Forecasting is based on your historical costs and usage on Huawei Cloud. To monitor your budgets, you can enable forecasting to estimate your future costs and usage, and then configure budget alerts based on the forecasts produced. As forecasts are only a best guess estimate of future costs, the forecasted billing amounts may differ from your actual expenditures for each billing cycle.
Forecasting is mainly based on your historical expenditures of Huawei Cloud. At least three months of data are required to produce forecasts. If there is not enough historical data, forecasts cannot be produced.
Forecasts can vary in accuracy. Different ranges of accuracy have different prediction intervals. Huawei Cloud Cost Center provides a prediction interval of 80% for forecasts, indicating that 80% of your actual costs should fall within the prediction interval. The prediction interval depends on the volatility or fluctuation of your historical expenditures. The more consistent and predictable the historical expenditures, the narrower the prediction interval.

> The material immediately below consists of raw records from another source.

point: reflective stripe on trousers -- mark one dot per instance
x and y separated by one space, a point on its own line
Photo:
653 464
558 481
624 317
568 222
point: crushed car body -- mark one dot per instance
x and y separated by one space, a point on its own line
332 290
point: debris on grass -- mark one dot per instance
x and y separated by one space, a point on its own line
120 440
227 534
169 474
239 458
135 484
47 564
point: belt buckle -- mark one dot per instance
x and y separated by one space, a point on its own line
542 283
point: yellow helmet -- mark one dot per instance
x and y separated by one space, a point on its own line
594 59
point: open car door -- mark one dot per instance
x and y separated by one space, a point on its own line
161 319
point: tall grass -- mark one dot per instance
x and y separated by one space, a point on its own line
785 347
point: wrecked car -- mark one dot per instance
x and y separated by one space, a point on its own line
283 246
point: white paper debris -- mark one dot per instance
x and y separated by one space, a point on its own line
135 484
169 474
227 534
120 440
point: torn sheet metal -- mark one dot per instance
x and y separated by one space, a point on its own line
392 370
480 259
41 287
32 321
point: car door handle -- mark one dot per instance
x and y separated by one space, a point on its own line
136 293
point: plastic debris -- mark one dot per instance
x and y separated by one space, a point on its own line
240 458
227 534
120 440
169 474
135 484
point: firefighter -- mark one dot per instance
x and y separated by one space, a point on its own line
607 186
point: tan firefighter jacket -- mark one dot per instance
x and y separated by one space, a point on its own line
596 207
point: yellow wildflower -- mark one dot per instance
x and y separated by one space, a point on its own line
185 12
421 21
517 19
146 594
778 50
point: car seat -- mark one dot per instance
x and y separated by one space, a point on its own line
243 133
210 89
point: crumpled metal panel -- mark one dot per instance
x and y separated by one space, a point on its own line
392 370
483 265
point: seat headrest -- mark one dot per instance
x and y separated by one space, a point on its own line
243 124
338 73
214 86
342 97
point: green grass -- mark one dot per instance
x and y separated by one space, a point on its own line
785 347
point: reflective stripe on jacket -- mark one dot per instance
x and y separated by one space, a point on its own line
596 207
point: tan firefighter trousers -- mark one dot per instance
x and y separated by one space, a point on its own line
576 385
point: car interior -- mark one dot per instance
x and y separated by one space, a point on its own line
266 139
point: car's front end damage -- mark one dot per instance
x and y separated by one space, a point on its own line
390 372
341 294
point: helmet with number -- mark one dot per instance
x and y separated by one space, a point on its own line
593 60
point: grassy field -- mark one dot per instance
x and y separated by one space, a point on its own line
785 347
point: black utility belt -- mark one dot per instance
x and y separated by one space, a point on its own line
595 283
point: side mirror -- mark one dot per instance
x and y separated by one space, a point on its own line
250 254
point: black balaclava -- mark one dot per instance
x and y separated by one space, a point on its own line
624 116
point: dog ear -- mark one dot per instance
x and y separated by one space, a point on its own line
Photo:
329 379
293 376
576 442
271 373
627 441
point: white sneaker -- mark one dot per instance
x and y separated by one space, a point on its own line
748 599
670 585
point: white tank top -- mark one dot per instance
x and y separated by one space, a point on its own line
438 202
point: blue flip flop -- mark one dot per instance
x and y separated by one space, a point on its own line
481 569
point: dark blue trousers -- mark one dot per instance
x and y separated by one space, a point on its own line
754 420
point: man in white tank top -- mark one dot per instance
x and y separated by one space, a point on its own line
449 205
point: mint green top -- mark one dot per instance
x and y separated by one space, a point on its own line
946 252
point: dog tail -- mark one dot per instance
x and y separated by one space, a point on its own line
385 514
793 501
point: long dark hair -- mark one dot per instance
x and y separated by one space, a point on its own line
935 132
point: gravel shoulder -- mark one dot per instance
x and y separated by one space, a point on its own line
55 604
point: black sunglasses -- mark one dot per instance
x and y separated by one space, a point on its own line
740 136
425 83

Forecasts do not account for cost changes that may occur in the future due to refunds, account adjustments, or disassociations of master and member accounts.
If there is not enough historical data, forecasts cannot be produced. (Forecasts are estimated based on your historical expenditures over at least the last three months.)
You can only view the forecasted costs by configured dimensions in stacked charts.
Forecasts are produced based on the historical data you specified. Daily forecasts currently do not take into account periodicity (such as renewals). Therefore, the daily forecast data may be different from the actual data in the forecast period covered and is for reference only.
Cost and usage forecasting is enabled by default.